It feels the same. It's sunny today, and we took a two hour walk to a fair that was happening in a local park. It was full of families having fun. We tried a small cafe's home made icecream, which was delicious. We wandered by the river. And every newsagent we passed had signs outside: "Pictures of the missing".
I've now read through these profiles in the paper three times - Friday evening, Saturday morning and this morning. They are very poignant. I remember reading the New York Times obituaries of the 9/11 dead, and being left with a sense of lives not lived, and how ordinary they were, until something extraordinary happened. And I remember the story of the guy from Cantor Fitzgerald who walked his son to nursery on 9/11 and so didn't get to work until 09:15, and so survived. Just like the guy who got off the number 30 bus on the morning of 7 July, because it was going so slowly, at 09:45. He told a guy trying to get on: "There's a free seat upstairs, mate." Two minutes later the top of the bus blew off.
London is determined to carry on. Although the city was quiet on Friday the weekend has been normal. I went on the Tube yesterday morning and it was the same as every Saturday morning. Except that when I got off at Holborn there was no entry to the Picadilly Line. And tomorrow when I take the Picadilly line to work I'll have to get off two stops early and walk. Who knows when they will be able to get the line working again. We'll cope.
I'm struck again by the debate on my post about hierarchies of loss. Is this bombing less awful than 9/11? Than Lockerbie? Because "only 70" people have died. Isn't that an extraordinary indictment of how we feel about world events.
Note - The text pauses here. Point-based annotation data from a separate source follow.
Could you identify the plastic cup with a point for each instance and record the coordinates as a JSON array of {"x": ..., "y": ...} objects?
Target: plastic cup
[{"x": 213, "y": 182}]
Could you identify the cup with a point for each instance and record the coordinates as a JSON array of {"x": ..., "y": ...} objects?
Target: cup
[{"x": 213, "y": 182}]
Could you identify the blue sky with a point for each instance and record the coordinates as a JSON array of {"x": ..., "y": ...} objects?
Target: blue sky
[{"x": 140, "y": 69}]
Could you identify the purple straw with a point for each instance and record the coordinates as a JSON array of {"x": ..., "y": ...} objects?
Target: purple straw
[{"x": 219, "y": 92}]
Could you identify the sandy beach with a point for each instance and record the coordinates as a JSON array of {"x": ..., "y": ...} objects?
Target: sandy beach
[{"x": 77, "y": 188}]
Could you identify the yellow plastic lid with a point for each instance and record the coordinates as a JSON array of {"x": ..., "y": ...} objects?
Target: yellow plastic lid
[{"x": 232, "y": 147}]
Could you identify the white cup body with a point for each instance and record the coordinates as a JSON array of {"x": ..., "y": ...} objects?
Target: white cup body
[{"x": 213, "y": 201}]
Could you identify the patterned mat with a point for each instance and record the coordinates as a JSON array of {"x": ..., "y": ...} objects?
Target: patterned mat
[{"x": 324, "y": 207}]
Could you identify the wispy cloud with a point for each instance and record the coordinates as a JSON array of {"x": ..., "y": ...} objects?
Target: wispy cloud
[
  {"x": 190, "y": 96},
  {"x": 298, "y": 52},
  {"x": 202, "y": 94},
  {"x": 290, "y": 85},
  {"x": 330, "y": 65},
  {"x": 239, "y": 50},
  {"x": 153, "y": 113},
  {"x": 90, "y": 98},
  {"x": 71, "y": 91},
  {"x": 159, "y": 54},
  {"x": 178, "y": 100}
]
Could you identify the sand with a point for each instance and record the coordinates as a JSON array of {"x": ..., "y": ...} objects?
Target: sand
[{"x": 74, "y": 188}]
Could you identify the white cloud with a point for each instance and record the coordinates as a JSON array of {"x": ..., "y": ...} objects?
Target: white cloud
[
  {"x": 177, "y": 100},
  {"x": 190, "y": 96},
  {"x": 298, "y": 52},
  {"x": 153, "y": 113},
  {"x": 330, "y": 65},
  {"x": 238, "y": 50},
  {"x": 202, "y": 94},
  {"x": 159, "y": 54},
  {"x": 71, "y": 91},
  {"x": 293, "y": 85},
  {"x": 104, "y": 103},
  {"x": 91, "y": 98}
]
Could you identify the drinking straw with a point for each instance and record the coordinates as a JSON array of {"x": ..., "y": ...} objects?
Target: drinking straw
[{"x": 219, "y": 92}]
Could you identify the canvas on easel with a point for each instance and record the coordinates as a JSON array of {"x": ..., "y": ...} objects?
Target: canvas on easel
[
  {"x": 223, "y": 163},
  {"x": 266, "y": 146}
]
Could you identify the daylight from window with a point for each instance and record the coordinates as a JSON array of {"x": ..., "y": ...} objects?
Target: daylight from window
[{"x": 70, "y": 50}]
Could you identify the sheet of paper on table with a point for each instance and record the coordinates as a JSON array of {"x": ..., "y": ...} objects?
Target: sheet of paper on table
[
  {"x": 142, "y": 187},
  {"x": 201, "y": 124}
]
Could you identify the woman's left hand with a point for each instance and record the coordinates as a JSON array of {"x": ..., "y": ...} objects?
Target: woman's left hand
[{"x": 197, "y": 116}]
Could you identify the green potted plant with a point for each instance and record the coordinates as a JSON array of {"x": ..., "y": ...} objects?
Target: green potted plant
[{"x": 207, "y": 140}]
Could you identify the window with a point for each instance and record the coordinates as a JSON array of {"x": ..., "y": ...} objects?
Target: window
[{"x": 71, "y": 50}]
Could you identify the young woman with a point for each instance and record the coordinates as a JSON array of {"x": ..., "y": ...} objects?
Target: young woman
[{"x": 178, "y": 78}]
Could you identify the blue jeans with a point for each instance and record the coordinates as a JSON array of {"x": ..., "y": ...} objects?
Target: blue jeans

The loss that is felt by those 70 people's loved ones will be the same, whether it was 70 or 700. The difference from 9/11 that I can see, is that given the scale of the loss, I imagine that most people in New York were affected in some degree - perhaps second or third hand - but everyone had their lives touched by loss. For me and everyone I know, we don't know anyone who was lost last Thursday. I cry at the pictures in the paper, but it's a distant grieving, not a heartfelt loss. And unlike New York, Londoners are used to bombs. As a teenager I got used to planning longer than I needed for tube journeys to make up for disruptive bomb threats. But mostly when the IRA made a bomb threat, they made it in time to evacuate people. These people are in a different mindset.
Thanks to all of you for the thoughts you have posted on your blogs.
We've bounced back pretty well. I wa so impressed with the resuce teams and generally people's attitudes of getting on with it.
Posted by: Em | Sunday, 10 July 2005 at 20:59
Oh gosh, my dear, I totally forgot that you were from London. Thank goodness you are safe. And I totally agree that a terrorist bombing is a tragedy if only a single person is killed or seriously injured--if that person were someone you loved, then that would be all that mattered.
Sending my love and blessings to all you Brits. May we know no more sorrow.
Posted by: wessel | Monday, 11 July 2005 at 04:17
Thank you for telling us what it's like there. My thoughts are with all there.
Posted by: Reprogirl | Monday, 11 July 2005 at 04:48
I'm so glad that you and yours are safe. The attacks in London are just terrible and my thoughts are with you all. Any bomb or attack is too much.
Posted by: millie | Monday, 11 July 2005 at 07:04
The attitude of London and its people to pick up and move on is very impressive. And though you may not know anyone,living there amongst it is stressful and upsetting too. Take care.
Posted by: ovagirl | Monday, 11 July 2005 at 13:39
I am glad that you are doing well. I agree with you -- I think we have to look at each lost life on an individual basis. To the families, one loss is one too many.
I was in the World Trade Center when it was bombed in 1993 and so 911 hit very close to home. I will never forget the waves of grief and sadness that I felt. I wish we didn't have to live in a world where people committed such unspeakable acts of cruelty against one another.
Posted by: chee chee | Wednesday, 13 July 2005 at 17:51
I am not so bothered about hierarchies of loss as I am by the suggestion I heard made by someone that the terrorists had it in for Britain more so than for America because it's a much more "secular society." Apart from that being a totally loony notion, given the comparative scale of the destruction, I have to say, I went, "huh?"